Congress will need to address the debt limit by November 5th or risk a default on the nation’s debt. The deadline is the first the Obama administration has set for raising the $18.1 trillion debt limit, and comes in somewhat earlier than what most experts had predicted. The federal government reached its borrowing limit in March and has since been deploying “extraordinary measures” to free up room beneath that limit.
That new deadline has major implications for House Majority Leader Kevin McCarthy (R-CA), likely the next Speaker of the House (elections will take place October 8th to replace current Speaker John Boehner, who is retiring at the end of October). Congress will need to figure out how to increase the nation’s borrowing limit, prevent a government shutdown, and keep money flowing to highway projects – all in a 30 to 60 day period. And all three will fall on a House Republican Conference in flux, with a new speaker, majority leader, and majority whip expected to be elected next week but not take over until November.

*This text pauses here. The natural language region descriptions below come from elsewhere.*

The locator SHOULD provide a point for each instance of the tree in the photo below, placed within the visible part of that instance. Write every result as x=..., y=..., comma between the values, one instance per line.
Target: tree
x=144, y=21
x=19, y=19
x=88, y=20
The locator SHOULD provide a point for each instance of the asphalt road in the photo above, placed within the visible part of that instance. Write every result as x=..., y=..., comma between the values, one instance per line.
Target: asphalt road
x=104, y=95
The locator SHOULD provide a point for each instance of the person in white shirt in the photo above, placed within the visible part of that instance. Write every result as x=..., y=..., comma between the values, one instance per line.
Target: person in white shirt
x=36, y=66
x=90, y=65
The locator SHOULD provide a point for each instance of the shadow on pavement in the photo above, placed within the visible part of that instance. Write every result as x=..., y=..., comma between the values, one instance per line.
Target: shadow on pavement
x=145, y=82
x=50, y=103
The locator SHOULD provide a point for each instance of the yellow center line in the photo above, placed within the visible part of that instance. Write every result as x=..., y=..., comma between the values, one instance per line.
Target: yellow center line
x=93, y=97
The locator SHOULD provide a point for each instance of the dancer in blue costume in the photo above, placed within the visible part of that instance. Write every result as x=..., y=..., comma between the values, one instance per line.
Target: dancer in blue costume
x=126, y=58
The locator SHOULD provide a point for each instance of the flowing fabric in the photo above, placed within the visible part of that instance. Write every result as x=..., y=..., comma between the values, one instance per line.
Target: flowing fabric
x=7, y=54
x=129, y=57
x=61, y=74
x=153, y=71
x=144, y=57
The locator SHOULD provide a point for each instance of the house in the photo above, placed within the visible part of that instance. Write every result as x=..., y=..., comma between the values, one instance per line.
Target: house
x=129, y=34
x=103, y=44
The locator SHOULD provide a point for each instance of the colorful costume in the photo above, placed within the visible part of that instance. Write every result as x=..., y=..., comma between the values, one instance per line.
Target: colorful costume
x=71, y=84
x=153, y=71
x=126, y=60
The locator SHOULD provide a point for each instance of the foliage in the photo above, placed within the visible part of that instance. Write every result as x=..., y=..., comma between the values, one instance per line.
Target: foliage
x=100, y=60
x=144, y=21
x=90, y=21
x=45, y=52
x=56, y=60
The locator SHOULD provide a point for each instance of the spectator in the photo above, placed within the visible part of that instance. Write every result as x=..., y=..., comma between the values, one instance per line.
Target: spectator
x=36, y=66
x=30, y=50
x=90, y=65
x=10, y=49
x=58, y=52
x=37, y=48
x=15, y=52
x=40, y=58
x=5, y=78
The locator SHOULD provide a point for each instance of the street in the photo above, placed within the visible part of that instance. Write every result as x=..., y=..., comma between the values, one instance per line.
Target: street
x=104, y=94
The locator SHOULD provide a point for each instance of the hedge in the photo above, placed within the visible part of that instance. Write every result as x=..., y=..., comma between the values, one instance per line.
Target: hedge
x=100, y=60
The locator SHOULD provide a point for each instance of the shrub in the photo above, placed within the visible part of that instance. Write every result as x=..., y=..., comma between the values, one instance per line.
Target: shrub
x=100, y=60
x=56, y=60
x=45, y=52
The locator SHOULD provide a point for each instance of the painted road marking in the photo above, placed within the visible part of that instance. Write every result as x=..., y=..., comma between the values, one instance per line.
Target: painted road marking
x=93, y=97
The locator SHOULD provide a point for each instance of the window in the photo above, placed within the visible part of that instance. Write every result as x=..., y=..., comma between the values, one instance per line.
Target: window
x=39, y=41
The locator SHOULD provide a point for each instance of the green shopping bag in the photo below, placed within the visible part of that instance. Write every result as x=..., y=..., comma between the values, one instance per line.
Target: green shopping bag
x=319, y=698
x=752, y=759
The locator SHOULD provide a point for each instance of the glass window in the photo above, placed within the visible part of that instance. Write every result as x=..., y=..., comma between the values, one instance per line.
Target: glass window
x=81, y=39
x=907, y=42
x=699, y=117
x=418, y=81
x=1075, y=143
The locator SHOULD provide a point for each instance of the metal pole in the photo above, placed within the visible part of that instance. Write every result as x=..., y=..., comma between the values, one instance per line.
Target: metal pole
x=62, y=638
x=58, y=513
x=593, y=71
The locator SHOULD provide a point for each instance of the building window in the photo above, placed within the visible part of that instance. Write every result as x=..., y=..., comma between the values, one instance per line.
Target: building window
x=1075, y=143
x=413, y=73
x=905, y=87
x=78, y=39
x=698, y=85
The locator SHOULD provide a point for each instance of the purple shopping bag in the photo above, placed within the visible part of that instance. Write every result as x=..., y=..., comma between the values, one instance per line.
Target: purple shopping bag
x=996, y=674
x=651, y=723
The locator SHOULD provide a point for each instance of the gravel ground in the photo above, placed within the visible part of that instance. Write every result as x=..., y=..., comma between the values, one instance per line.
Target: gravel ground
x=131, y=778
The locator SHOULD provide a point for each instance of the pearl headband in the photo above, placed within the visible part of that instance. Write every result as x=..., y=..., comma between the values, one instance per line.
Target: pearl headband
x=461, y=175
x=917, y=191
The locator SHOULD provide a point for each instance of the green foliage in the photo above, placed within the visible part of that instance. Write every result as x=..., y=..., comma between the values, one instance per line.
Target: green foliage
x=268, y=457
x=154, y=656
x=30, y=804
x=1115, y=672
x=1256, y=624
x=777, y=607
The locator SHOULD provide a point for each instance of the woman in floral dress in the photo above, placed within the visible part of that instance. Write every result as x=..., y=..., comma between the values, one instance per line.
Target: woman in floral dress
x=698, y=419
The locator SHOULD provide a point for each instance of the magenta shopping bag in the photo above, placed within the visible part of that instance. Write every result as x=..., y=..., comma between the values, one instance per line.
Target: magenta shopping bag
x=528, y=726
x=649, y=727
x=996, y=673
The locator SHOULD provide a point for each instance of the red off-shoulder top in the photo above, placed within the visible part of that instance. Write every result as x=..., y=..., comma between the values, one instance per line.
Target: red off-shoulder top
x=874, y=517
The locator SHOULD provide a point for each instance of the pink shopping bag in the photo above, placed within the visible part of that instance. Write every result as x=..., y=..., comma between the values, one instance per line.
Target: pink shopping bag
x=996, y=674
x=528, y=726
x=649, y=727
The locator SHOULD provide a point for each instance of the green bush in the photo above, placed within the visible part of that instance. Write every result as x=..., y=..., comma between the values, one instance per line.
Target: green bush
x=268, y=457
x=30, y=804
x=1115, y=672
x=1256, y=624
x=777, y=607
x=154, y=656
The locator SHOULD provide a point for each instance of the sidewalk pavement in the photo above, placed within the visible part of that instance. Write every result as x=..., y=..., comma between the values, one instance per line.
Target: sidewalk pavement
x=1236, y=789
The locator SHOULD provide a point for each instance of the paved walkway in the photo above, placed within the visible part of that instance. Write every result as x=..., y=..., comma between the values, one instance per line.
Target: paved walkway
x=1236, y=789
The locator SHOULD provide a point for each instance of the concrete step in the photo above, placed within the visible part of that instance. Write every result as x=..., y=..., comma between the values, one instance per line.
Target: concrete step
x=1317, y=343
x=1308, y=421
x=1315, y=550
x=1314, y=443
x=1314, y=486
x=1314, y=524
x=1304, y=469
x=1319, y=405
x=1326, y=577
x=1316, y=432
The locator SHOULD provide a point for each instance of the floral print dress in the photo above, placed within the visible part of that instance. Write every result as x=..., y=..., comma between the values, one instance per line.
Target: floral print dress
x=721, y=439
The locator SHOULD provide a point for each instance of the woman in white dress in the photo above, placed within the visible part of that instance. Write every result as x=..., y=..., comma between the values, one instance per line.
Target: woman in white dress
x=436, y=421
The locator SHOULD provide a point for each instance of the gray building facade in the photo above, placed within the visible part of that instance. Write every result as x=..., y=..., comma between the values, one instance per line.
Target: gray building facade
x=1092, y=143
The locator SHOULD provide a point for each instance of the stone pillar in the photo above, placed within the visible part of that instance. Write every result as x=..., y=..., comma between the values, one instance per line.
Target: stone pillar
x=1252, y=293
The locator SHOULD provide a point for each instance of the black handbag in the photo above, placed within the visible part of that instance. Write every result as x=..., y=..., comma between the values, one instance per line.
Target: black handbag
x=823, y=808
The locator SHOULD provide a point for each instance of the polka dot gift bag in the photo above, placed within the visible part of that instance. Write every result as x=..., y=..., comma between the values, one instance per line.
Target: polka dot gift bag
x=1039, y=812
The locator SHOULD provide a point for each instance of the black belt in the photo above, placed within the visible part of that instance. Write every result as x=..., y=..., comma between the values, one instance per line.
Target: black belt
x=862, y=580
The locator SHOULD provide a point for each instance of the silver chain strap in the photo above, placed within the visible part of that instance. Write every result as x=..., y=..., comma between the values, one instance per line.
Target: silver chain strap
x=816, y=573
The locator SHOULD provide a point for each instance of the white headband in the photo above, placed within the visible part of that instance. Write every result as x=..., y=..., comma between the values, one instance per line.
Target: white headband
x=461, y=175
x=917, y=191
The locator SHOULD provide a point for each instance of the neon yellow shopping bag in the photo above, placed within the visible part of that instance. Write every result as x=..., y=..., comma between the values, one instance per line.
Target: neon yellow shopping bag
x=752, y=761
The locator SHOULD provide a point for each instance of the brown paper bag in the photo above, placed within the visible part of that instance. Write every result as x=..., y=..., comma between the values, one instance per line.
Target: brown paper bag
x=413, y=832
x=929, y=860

The administration has repeatedly said it will not negotiate raising the debt limit, but congressional Republicans in the past have pressed for spending cuts in exchange for raising the debt ceiling. Prior to the deadline, there had been talk of tying the debt limit to budget talks. But the month-long gap between the debt-limit deadline (November 5th) and expiration of government funding (December 11th) complicates matters.